NEW DELHI: External Affairs Minister S Jaishankar took the Covid bull by the horns during an interview in London, describing as “unprecedented” the second wave of coronavirus sweeping the country.
“People who say this don’t seem to understand the severity of the problem that we are dealing with. We have a demand for medical oxygen that has gone up by seven to eight times from 1,000 metric tonnes required in the first wave. Given the resources we have, we are doing our best,” he said.
He shrugged off suggestions that India perhaps may have been better served by not focussing on “vaccine diplomacy” and concentrating its healthcare facilities at home.
“The world has stood with India during a moment of great travail for the nation. President Biden made it a point to change US policy, which was catered towards helping Americans only, to helping India because he remembered how we had stood by the US in their hour of need. The same sentiments have been echoed across the world. From Singapore from where India’s first oxygen tanks came, to the Gulf countries to the G-7 countries – almost all of whom have already gone through the second wave – there is a recognition that India was there for them.”
On China he was particularly blunt: “There is no question, India-China relations are going through a difficult phase. China, in violation of all agreements, has deployed a large military presence near the LAC without explanation for over one year now. So far while we have made some progress in disengagement, we have not reached the de-escalation part of it yet. Till that happens there is no possibility of relations returning to normal,” Jaishankar said.
“However, in my conversations with my Chinese counterpart Wang Yi there was a realisation that COVID-19 was something bigger and it was in our mutual interest to deal with it. Foreign Minister Wang Yi asked how China could help us and I replied by stating, ‘Many of our companies are ordering things from China and we are facing problems in logistics. Please take a look.’ Soon after this our airlines got approvals in China and we began to see a logistics change.”
Asked about the economy and whether the government would now have to shift the timeline on Prime Minister Narendra Modi’s aim to become a $5 trillion economy by 2024-25 due to the global pandemic, the EAM admitted that the second wave of pandemic had changed a lot of things, but India’s strong economic fundamentals ensured that the country would get back on its feet quickly.

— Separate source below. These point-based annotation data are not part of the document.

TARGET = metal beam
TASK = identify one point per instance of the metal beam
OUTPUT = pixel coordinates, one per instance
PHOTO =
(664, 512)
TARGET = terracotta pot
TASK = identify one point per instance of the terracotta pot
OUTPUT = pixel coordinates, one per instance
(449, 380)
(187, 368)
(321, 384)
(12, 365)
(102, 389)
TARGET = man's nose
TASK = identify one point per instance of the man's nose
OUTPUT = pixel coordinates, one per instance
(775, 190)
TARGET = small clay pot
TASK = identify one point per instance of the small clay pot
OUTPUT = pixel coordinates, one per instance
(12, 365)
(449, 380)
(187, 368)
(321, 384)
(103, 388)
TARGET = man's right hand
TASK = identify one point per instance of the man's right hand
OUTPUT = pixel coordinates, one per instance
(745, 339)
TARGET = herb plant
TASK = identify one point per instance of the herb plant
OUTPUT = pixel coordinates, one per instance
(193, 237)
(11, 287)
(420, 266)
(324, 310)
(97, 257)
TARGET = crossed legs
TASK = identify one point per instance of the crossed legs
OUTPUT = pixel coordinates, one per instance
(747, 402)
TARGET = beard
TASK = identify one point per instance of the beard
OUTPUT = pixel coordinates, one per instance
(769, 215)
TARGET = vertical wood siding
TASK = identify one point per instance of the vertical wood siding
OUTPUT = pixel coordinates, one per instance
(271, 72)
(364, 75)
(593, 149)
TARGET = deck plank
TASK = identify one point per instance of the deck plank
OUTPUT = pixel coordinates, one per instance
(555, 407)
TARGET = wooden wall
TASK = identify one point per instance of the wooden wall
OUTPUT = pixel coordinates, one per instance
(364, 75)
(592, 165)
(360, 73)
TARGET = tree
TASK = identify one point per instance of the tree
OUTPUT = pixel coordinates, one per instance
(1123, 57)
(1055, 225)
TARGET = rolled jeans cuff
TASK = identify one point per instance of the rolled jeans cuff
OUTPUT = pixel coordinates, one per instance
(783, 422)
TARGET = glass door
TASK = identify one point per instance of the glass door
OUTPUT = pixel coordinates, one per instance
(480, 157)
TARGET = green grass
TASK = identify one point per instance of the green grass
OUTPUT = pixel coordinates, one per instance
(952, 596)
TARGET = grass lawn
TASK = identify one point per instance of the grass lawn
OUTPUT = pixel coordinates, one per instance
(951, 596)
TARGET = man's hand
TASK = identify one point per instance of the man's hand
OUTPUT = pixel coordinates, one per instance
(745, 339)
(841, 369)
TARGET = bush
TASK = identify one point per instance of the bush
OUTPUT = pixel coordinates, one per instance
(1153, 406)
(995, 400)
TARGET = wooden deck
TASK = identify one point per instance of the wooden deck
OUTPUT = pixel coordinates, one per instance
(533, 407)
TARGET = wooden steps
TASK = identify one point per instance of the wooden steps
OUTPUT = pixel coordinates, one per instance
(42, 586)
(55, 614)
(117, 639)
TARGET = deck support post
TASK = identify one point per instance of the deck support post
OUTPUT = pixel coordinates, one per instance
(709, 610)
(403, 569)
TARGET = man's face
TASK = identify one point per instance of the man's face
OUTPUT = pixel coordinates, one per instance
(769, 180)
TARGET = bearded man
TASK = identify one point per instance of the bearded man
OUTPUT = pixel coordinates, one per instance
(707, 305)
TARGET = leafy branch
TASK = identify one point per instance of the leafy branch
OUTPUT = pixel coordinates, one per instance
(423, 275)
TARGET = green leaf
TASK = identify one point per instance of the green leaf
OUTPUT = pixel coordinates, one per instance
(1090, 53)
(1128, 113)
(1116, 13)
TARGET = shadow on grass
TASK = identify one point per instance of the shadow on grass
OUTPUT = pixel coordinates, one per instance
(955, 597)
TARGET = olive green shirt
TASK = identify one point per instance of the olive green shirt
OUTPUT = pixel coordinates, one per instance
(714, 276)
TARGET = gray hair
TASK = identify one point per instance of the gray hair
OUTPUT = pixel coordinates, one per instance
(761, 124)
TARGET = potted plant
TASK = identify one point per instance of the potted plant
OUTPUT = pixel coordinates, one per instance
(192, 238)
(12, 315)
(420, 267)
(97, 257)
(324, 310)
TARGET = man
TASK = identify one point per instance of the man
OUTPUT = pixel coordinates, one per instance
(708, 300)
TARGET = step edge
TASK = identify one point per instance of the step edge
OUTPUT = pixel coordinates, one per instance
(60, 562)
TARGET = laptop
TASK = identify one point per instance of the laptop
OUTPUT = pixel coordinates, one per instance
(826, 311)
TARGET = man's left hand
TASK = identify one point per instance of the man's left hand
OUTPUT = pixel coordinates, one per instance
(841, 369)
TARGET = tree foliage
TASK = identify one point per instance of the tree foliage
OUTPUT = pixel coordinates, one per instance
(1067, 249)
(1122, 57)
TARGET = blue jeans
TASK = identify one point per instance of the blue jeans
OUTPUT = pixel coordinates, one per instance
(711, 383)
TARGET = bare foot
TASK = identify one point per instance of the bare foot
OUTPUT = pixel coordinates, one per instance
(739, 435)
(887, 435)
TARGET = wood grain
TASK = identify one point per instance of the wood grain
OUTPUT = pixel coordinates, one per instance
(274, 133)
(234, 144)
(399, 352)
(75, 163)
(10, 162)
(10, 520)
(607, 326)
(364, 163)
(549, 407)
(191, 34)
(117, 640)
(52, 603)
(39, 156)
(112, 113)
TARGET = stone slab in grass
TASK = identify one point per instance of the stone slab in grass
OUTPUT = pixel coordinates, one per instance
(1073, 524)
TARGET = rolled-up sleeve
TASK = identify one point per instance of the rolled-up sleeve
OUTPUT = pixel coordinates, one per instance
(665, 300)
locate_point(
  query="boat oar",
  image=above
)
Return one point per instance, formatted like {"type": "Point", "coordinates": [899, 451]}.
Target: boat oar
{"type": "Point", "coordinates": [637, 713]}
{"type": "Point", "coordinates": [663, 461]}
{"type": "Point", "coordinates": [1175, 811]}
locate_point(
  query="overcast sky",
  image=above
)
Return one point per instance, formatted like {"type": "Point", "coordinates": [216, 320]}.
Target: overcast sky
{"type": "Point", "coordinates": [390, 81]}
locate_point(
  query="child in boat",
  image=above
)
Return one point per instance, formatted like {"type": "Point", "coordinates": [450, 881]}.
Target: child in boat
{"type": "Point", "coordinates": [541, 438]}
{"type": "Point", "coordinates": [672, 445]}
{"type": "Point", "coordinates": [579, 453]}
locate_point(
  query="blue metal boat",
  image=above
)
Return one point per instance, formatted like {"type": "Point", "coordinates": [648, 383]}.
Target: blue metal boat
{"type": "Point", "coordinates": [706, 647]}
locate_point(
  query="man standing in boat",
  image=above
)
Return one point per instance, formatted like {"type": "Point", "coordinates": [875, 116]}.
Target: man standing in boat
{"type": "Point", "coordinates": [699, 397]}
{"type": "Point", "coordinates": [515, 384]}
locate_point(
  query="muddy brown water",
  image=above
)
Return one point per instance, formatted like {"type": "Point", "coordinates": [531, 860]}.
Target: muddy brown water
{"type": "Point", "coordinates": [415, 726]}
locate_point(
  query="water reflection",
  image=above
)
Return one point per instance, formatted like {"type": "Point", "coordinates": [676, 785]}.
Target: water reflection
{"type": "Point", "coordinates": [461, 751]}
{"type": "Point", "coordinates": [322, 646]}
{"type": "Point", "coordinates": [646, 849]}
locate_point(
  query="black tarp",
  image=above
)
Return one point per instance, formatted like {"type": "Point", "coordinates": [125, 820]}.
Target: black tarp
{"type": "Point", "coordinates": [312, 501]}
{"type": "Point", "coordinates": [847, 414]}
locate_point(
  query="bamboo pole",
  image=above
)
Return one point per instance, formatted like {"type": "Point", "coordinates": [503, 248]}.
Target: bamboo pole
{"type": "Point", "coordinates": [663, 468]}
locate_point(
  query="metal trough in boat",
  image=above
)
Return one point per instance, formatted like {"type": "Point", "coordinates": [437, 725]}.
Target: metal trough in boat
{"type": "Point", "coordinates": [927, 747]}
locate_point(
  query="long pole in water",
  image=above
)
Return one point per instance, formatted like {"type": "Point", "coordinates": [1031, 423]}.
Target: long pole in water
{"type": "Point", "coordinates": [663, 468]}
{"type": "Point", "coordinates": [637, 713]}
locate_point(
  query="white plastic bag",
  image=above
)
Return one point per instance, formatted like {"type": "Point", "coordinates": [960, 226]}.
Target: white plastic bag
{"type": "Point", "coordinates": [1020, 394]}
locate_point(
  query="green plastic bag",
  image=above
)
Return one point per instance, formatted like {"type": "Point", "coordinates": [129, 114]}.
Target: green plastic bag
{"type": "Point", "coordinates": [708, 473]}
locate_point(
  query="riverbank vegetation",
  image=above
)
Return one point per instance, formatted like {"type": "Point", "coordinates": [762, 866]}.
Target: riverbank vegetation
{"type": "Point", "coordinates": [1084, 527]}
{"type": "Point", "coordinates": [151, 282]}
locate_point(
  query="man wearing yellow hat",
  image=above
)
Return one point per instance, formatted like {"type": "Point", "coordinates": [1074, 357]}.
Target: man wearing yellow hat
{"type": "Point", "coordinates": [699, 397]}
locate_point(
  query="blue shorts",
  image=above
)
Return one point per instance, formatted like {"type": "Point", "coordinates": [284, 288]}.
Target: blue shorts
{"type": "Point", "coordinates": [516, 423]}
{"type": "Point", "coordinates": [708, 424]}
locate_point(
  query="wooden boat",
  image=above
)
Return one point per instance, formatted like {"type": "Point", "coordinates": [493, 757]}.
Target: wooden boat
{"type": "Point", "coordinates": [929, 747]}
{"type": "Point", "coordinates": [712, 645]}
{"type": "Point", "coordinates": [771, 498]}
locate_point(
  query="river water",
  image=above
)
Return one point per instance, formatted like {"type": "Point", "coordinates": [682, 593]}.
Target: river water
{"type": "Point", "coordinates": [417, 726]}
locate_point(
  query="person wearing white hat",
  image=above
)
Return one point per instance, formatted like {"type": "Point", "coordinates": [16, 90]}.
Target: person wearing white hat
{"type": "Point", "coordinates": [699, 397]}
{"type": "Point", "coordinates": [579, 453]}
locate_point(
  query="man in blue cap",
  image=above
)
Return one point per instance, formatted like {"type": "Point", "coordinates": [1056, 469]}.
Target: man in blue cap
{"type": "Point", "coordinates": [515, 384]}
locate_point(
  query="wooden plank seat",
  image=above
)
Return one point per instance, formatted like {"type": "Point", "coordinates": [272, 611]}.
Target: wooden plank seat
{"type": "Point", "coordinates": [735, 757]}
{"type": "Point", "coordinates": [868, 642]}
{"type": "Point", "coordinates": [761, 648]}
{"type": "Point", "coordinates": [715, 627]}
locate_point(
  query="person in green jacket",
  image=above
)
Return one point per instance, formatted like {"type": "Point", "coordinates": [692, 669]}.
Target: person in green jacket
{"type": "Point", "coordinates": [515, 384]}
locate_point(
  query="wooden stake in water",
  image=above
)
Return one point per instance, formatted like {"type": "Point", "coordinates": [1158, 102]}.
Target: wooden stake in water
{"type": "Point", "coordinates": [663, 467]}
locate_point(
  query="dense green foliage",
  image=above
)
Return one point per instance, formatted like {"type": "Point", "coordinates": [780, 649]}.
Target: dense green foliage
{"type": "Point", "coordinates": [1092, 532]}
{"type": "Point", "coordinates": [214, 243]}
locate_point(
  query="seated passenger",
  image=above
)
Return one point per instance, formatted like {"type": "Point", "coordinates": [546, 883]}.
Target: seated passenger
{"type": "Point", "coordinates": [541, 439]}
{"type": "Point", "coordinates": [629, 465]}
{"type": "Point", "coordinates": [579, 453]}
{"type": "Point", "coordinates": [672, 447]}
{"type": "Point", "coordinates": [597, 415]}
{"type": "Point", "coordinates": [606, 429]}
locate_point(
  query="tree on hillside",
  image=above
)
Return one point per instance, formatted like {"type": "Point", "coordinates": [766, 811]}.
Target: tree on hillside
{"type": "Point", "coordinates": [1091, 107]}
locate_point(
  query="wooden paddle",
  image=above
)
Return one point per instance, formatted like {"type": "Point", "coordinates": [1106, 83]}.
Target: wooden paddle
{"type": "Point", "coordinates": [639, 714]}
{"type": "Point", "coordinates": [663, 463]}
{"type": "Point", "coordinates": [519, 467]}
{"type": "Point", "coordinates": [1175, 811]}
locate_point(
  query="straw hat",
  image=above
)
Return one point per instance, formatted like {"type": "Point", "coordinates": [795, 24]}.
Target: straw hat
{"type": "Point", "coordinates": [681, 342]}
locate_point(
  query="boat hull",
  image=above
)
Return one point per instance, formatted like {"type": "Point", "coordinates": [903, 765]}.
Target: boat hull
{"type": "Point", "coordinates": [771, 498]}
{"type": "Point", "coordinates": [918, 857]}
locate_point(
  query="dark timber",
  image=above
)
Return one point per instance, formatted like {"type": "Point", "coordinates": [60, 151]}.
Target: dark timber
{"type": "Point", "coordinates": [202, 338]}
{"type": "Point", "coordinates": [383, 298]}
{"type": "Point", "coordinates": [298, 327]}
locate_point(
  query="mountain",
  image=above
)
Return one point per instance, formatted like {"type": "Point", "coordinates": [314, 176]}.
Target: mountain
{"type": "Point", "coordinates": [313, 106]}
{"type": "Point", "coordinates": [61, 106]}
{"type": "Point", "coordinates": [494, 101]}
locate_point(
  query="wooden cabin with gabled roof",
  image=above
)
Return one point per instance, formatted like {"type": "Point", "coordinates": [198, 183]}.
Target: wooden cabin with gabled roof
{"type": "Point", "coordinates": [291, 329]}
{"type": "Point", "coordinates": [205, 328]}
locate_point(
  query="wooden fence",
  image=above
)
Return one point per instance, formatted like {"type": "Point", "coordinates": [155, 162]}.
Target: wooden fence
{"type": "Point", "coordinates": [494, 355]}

“If the global pandemic has taught Indian anything it has emphasised, or rather re-emphasised, the need for economic security through self-reliance. The economic foundations remain steady and there are likely to see bolder and more reformist moves in the future. This is the economic vision of the government and especially Prime Minister Narendra Modi,” Jaishankar said.
He warned that continuous references and comments on India’s domestic affairs by UK MPs could harm a thriving relationship.
“If the parliament of one democratic country starts to comment on the actions and decisions of the parliament of another country then you are opening up a Pandora’s Box. Today it is my law, my proceedings you are commenting on, tomorrow I could have views and comments on what is happening in the UK parliament. I don’t think it helps either party to go down that path,” he said.